4. Suggested Structure
/*-----------------------------------------------OnStart-----------------------------------------------*/
// Flow response and parameters
With(
{ coFlow: 'SomeFlow'.Run() },
Set(vsFlowValue, coFlow.result)
);
// Deeplink routing (task focus)
If(
!IsBlank(Param("Source")),
Switch(
Param("SomeParameter"),
"TaskA",
/* setup for TaskA */,
"TaskB",
/* setup for TaskB */,
Blank()
)
);
// Global defaults and parameters
Concurrent(
Set(vsParamScreen, Param("Screen")),
Set(viParamItemId, Value(Param("ItemID")))
);
// Build month/period lists
ClearCollect(
colPeriodList,
/* data builder logic */
);
// Optional data enrichment (only if needed)
If(
RoundUp(Month(Now()) / 3, 0) = 1,
Collect(colPeriodList, /* additional rows */)
);
// Collections cache (first screen only)
ClearCollect(
colCache,
ShowColumns(SomeDataSource, /* required columns */)
);
/*-----------------------------------------------End OnStart-----------------------------------------------*/
5. Practical Tips
-
Use
App.Formulasto split logic and keep OnStart readable (see Build large and complex canvas apps). - Prefer named formulas for read-only values like constants, configuration, and lookups (see Get started with formulas in canvas apps).
-
Use explicit column selection like
ShowColumnswhen caching collections to reduce payload (see Efficient calculations). -
Prefer delegable query patterns such as server-side views and
StartsWith/Filterto avoid local loops (see Optimized query data patterns). - Cache only what is reused on multiple screens. If a collection is used on a single screen, load it there.
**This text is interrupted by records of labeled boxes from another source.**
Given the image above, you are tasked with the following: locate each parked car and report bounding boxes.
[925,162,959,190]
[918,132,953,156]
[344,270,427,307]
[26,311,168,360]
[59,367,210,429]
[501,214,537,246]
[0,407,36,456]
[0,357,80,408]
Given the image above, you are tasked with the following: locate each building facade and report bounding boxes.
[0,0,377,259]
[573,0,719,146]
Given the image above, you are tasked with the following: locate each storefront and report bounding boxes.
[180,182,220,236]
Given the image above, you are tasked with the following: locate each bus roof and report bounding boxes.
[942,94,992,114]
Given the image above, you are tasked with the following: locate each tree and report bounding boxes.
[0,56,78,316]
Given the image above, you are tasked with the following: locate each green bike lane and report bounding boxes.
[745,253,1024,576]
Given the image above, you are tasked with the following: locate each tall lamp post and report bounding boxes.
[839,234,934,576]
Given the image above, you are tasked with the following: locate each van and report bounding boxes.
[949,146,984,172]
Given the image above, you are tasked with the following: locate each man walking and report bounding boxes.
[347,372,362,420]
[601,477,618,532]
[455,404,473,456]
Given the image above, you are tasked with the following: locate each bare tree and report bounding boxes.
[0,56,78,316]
- Avoid Patch/SubmitForm in OnStart. Side effects at startup are hard to debug.
- Document the intent of each block with short comments.
6. Final Checklist
Before shipping, verify:
- OnStart runs fast and does not load unnecessary data.
- Logic is grouped into clear sections with comments.
- Business rules live in the formula bar (UDFs, named formulas).
- Screen-specific init is in Screen.OnVisible, not OnStart.
- Concurrent is used only for independent work.
- There are no hidden side effects or data writes on startup.
7. Conclusion
Keeping OnStart lean makes your app faster, easier to maintain, and easier to scale. Treat it as a launcher, not as the place where the app truly lives. The formula bar is where the app logic should grow.